La Russie et tous les Etats américains, de l’Australie et de l’Afrique australe... sont, pour les chances d’avenir, en meilleure posture que la France ou l’Allemagne, dont le territoire entièrement peuplé ne pourrait par lui-même nourrir une population plus forte. »

Il voit l’Europe limitée par son nombre, par sa taille, par son histoire, bref par beaucoup de facteurs ! C’est peut-être pour cela qu’il ne faut pas trop en vouloir aux Européens...

« Le rôle de l’Europe est fini, bien fini. Des nations qui comptaient autrefois, les unes, la Hollande, le Portugal, l’Espagne même ne comptent déjà plus. L’Autriche continue son existence chancelante, mais le jour semble proche où les provinces allemandes, la Bohême même, seront absorbées par l’Empire allemand. »

***

Sur la construction européenne, Vacher écrit enfin ces lignes surprenantes qui relèvent de Kojève et de Fukuyama :

« La coalition occidentale peut se faire sous l’hégémonie de l’Allemagne... Cette destruction de l’esprit national peut faciliter le groupement des nations, rendu difficile aujourd’hui par le nationalisme. »

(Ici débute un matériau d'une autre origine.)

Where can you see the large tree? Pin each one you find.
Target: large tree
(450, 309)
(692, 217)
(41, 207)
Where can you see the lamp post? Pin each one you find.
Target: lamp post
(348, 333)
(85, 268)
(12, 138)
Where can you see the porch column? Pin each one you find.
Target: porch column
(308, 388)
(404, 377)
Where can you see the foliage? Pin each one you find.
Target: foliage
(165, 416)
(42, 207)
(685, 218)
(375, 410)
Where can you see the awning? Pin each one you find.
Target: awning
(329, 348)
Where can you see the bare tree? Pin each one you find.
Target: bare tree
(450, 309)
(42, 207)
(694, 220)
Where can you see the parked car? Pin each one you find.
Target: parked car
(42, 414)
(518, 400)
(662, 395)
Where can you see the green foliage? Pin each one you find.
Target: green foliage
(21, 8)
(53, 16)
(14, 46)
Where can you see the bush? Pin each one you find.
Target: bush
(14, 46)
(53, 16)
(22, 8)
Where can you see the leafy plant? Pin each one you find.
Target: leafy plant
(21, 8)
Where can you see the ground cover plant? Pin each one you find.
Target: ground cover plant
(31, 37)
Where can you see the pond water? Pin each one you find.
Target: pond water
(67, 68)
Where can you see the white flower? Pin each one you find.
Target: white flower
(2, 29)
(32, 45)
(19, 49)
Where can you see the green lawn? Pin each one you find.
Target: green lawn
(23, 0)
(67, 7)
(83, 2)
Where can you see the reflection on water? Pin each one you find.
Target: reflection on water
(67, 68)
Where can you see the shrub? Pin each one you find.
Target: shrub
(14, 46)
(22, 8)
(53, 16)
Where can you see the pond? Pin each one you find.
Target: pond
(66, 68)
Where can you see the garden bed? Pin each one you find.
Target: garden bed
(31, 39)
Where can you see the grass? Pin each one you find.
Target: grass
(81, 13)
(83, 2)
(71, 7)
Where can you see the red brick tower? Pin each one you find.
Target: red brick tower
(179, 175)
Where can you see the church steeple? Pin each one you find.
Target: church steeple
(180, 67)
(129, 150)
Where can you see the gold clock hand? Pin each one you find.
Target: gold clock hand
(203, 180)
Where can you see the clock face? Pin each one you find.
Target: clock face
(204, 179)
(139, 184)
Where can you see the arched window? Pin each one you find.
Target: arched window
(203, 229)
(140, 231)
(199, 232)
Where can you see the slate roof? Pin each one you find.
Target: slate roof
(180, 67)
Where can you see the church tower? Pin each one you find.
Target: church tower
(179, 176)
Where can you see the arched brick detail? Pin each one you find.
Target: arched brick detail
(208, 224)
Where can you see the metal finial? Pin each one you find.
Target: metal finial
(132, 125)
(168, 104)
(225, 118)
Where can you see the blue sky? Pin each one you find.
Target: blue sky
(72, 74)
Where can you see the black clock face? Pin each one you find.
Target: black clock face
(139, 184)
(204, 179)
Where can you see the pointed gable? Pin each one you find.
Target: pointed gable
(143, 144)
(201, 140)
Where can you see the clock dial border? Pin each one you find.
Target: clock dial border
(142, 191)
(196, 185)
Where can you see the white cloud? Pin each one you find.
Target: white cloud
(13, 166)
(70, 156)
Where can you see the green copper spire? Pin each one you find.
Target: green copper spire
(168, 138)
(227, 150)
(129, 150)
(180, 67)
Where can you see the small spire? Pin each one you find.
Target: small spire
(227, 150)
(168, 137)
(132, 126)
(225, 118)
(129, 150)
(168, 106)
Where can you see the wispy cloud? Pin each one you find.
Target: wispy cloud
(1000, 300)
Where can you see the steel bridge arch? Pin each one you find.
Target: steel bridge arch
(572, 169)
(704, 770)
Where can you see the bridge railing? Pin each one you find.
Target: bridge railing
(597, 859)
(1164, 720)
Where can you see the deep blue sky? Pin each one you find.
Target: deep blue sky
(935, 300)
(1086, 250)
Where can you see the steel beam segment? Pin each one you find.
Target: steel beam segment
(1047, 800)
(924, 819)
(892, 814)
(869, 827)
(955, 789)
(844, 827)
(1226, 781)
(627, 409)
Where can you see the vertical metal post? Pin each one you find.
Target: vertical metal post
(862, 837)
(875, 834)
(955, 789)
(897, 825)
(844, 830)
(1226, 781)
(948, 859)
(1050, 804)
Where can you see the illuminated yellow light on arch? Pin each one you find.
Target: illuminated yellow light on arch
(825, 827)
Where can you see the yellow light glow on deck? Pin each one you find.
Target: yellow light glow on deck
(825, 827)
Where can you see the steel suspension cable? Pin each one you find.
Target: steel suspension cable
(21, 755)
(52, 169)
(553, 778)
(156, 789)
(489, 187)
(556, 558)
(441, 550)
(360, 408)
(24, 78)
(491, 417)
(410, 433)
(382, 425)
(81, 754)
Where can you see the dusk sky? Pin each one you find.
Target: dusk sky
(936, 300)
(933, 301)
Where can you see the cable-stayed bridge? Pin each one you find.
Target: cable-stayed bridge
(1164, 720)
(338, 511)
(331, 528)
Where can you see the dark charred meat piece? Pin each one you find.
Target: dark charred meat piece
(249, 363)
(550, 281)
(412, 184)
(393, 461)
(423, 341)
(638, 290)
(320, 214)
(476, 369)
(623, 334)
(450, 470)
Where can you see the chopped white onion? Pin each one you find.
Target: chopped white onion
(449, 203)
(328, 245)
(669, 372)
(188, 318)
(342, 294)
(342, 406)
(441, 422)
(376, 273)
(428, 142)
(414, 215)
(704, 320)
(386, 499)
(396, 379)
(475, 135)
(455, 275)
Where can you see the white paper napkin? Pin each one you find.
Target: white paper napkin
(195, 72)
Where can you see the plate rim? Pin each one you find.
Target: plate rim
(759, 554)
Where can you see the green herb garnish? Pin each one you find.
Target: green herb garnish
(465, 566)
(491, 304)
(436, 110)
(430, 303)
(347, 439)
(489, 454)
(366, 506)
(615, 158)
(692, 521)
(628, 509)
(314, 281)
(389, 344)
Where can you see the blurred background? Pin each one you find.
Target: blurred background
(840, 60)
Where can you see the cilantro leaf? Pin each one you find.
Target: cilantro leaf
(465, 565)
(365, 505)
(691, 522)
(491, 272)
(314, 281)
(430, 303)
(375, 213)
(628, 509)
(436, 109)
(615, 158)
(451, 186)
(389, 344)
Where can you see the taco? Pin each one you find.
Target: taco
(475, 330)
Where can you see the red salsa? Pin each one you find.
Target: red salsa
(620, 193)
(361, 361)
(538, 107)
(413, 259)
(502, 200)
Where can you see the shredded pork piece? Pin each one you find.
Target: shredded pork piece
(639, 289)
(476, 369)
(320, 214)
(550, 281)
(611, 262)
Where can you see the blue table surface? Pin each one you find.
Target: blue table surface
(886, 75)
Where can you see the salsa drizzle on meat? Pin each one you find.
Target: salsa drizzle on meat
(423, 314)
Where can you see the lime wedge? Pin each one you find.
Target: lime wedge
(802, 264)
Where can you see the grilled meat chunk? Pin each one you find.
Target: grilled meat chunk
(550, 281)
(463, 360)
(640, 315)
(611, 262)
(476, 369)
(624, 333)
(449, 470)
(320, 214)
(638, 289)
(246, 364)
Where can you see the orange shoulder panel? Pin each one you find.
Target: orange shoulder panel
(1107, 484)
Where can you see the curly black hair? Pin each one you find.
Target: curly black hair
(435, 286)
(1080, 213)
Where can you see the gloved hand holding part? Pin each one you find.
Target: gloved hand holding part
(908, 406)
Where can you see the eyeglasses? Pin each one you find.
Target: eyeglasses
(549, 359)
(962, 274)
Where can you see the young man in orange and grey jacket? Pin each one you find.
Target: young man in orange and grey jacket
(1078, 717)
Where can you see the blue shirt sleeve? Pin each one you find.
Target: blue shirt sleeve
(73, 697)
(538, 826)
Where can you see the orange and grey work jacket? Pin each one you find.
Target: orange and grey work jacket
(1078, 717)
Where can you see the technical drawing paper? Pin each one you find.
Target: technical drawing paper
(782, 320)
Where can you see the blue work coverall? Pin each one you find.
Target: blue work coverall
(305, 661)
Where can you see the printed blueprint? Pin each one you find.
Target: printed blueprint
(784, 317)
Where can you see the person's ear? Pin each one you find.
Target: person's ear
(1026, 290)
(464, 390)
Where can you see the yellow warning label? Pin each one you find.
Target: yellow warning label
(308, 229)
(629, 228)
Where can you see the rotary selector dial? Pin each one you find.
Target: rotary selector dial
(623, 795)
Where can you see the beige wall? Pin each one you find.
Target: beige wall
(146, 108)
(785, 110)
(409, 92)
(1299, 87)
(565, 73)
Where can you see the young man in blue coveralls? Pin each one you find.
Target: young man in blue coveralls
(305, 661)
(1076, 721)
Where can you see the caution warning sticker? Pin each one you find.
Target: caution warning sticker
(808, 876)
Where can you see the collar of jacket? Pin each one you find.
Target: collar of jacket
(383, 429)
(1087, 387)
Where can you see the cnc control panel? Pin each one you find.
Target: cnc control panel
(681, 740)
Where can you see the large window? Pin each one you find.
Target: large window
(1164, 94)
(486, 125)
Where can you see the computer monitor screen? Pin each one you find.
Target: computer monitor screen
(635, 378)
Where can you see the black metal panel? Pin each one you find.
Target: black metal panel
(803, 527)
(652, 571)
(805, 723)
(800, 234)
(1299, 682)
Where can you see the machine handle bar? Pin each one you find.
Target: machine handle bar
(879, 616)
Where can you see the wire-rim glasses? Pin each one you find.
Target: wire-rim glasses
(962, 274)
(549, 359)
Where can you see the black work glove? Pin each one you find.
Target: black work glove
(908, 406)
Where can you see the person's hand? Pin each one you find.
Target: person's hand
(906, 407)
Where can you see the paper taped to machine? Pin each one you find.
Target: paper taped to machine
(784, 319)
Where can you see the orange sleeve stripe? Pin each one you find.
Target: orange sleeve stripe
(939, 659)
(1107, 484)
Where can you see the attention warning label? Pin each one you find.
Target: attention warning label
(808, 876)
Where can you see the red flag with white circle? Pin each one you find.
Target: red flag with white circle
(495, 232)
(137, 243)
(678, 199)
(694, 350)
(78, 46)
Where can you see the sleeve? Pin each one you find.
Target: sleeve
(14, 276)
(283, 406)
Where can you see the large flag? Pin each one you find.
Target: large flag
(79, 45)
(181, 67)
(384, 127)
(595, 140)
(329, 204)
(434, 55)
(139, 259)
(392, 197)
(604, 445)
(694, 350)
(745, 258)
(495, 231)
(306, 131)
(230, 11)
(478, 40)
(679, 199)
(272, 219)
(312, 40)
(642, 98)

Et il avait aussi prévu que l’Allemagne se présenterait comme un rempart occidental contre le bolchévisme, pardon contre l’empire des tzars.

Mais je vous laisse à vos réflexions, me contentant pour ma part de méditer cette fable superbe.

« Supposez sur un bateau qui fait naufrage un poisson et un homme, mettons un académicien. L’académicien se noie, le poisson rentre dans son élément. C’est de la sélection, ce n’est pas du progrès. »

C’est vraiment une bonne définition du monde moderne : c’est de la sélection, ce n’est pas du progrès.

Nicolas Bonnal http://www.france-courtoise.info

Les commentaires sont fermés.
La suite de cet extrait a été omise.